Any data scientist can create an arbitrary number of Docker images, and in each Docker image, there could be any number of model definitions (classes or functions defines the model structure). There are some concepts from the perspective of a data scientist a_data_scientist:

  1. Develop model definitions in a Git repo as the “model repo”, say, github.com/a_data_scientist/regressors.
  2. Release the model repo to SQLFlow using the command sqlflow release modeldef -f my_awesome_model/ model_image:v0.1
  3. Do model training experiments untils a model is ready to release.
  4. Release the model using the command sqlflow release model my_first_model v0.1.

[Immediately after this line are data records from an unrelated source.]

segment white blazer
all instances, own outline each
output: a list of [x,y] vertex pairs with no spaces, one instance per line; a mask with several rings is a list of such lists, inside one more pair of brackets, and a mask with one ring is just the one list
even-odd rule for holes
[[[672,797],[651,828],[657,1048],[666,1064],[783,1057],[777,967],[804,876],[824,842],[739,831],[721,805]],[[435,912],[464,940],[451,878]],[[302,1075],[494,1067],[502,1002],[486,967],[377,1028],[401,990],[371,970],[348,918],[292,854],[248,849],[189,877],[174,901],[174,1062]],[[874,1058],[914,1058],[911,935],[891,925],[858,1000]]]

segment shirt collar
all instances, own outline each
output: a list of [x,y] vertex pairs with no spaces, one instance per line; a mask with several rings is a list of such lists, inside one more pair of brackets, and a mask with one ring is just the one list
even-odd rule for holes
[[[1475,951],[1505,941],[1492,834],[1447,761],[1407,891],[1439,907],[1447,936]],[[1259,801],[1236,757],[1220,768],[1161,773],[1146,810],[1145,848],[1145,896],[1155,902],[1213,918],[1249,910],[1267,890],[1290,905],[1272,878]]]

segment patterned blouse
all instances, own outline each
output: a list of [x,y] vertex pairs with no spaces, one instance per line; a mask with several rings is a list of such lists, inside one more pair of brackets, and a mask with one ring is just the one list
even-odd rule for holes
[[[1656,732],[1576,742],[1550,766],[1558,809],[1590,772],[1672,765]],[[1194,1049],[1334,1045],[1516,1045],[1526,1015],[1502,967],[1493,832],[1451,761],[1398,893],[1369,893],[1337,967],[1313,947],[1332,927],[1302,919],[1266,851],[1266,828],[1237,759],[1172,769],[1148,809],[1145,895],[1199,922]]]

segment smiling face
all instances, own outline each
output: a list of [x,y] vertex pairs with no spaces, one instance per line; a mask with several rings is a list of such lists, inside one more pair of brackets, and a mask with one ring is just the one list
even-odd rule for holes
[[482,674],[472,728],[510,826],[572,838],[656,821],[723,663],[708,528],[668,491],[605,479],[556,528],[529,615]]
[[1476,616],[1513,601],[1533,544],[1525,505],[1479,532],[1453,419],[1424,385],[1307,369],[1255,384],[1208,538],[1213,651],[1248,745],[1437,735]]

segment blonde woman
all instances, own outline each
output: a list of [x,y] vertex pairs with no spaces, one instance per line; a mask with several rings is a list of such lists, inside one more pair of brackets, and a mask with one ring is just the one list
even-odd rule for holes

From the perspective of an analyst, say, an_analyst, who is going to use the model definition DNNRegressor defined in github.com/a_data_scientist/regressors, s/he could refer to the model definition by

  • dockerhub.com/a_data_scientist/regressor:v0.2/DNNRegressor, which is the full name,
  • dockerhub.com/a_data_scientist/regressor/DNNRegressor, if the Docker image tag is latest,
  • a_data_scientist/regressor/DNNRegressor, if dockerhub.com is the default Docker registry, or
  • regressor/DNNRegressor, if the user is the model developer a_data_scientist.

A model could have its name in any of the following forms:

  • my_first_model
  • an_analyst/my_first_model
  • models.sqlflow.org/an_analyst/my_first_model

models.sqlflow.org is the default model zoo server address.